Jacmel paralysée par une mobilisation contre l’insécurité
La ville de Jacmel a été paralysée ce mercredi 15 avril 2026, à la suite d’un vaste mouvement de protestation initié par plusieurs citoyens pour dénoncer la montée de l’insécurité.
La ville de Jacmel a été paralysée ce mercredi 15 avril 2026, à la suite d’un vaste mouvement de protestation initié par plusieurs citoyens pour dénoncer la montée de l’insécurité.
Cette mobilisation fait suite aux récentes attaques perpétrées par des individus armés dans le grand quartier de Seguin, dans la commune de Marigot.
Dès 9 heures du matin, des politiciens, commerçants, membres d’organisations, leaders religieux et représentants de la société civile se sont rassemblés pour lancer la manifestation. Les protestataires ont parcouru plusieurs artères de la ville, notamment le bas de la ville, Sainte-Hélène, le centre-ville, Lamandou ainsi que la zone de l’Aviation.
Au cours de leur mobilisation, plusieurs écoles ont été contraintes de fermer leurs portes, tandis que des institutions publiques et des entreprises privées ont suspendu leurs activités.
Les manifestants ont dénoncé ce qu’ils qualifient de négligence des autorités, qu’ils tiennent pour responsables de la détérioration de la situation sécuritaire. Selon eux, cette situation a contraint plusieurs habitants de Seguin à fuir leurs domiciles, alors que d’autres ont perdu la vie.
Leriche Moïse, l’un des protestataires, estime que le Sud-Est est « pris au piège » et lance un appel pressant aux autorités policières et judiciaires. « Il est devenu nécessaire de gagner les rues. Ce qui se passe relève de l’incompétence des autorités », a-t-il déclaré. Il a également dénoncé la gestion d’un incident lié à l’arrestation de présumés bandits qui, selon lui, n’ont pas été transférés à temps au commissariat de Jacmel, facilitant ainsi leur libération lors de l’attaque du sous-commissariat de Seguin.
« Le Sud-Est ne sera pas un territoire perdu. Nous demandons à la police et à la justice de reprendre le contrôle de Seguin afin de rétablir l’ordre. Nous n’avons nulle part où aller », a-t-il ajouté.

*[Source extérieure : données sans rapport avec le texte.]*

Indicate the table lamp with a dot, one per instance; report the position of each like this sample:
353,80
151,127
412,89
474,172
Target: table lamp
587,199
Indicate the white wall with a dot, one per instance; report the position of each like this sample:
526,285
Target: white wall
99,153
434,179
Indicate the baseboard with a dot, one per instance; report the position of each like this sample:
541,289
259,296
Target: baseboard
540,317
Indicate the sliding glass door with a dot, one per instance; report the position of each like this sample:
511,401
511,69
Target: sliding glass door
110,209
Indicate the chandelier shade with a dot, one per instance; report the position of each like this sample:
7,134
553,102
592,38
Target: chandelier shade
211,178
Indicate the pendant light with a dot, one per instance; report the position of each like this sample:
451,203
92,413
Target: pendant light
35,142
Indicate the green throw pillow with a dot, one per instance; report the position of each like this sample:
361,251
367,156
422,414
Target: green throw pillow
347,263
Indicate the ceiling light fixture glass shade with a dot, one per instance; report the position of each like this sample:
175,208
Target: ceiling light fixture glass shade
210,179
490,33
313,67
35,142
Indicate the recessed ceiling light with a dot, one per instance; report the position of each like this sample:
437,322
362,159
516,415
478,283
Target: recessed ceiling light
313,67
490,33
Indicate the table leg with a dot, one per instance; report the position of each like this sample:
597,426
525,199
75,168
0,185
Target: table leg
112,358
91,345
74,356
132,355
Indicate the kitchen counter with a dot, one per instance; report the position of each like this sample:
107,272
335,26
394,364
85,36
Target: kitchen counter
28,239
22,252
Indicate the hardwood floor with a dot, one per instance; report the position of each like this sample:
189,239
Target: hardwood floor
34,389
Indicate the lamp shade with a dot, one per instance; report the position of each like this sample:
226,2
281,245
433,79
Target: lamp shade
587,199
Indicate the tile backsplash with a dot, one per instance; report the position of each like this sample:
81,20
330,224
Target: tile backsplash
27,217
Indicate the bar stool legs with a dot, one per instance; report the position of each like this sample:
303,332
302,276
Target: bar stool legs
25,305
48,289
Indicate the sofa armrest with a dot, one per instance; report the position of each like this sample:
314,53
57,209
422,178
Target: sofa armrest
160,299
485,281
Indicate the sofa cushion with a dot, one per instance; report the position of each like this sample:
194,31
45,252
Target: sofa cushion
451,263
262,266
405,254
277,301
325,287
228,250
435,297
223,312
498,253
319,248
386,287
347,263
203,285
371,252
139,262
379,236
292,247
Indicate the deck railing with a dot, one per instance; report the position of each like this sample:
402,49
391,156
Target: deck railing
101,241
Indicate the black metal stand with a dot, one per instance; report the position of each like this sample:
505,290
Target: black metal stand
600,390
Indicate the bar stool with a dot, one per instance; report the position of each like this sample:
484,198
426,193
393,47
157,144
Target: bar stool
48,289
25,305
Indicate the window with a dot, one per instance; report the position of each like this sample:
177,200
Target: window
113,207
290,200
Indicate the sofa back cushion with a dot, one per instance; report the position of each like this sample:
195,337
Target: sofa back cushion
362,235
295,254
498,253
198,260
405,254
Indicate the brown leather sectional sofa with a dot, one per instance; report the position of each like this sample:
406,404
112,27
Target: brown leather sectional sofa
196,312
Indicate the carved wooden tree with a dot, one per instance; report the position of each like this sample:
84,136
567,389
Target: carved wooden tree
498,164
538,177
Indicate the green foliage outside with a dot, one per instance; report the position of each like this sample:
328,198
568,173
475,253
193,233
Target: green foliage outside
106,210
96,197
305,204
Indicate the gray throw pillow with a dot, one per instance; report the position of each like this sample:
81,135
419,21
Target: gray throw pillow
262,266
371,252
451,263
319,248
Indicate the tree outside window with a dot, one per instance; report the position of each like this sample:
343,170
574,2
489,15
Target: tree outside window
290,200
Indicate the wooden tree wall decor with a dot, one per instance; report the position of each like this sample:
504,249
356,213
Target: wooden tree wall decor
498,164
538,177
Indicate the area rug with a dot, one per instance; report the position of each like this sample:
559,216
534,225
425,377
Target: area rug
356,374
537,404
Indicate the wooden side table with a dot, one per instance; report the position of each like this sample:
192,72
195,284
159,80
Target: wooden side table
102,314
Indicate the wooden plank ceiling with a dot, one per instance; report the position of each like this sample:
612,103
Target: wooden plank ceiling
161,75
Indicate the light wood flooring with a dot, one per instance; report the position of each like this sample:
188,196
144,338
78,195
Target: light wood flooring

De son côté, Emmanuel Ladouceur a vivement critiqué le directeur général de la Police nationale d’Haïti (PNH), Vladimir Paraison, originaire du Sud-Est. Il estime que des renforts policiers auraient pu éviter cette situation. Il affirme par ailleurs que des citoyens sont mobilisés pour venir en aide à la population de Seguin.
Pour sa part, Guerlince Lohier, directeur du lycée Pinchinat de Jacmel, a qualifié la situation d’« insécurité commanditée ». Selon lui, si l’État avait assumé ses responsabilités, les victimes de Seguin, ainsi que celles d’autres régions du pays, seraient encore en vie. « Jacmel ne deviendra pas un territoire perdu comme Martissant. Nous refusons de laisser les bandits imposer leur loi, incendier nos maisons et tuer nos enfants », a-t-il martelé.
Par ailleurs, certains manifestants ont exigé la démission de la directrice départementale de la police du Sud-Est, Magalie Belneau. Ils appellent également le délégué départemental Jude Pierre Michel Lafontant à assumer ses responsabilités, faute de quoi ils pourraient le considérer comme complice de la situation actuelle.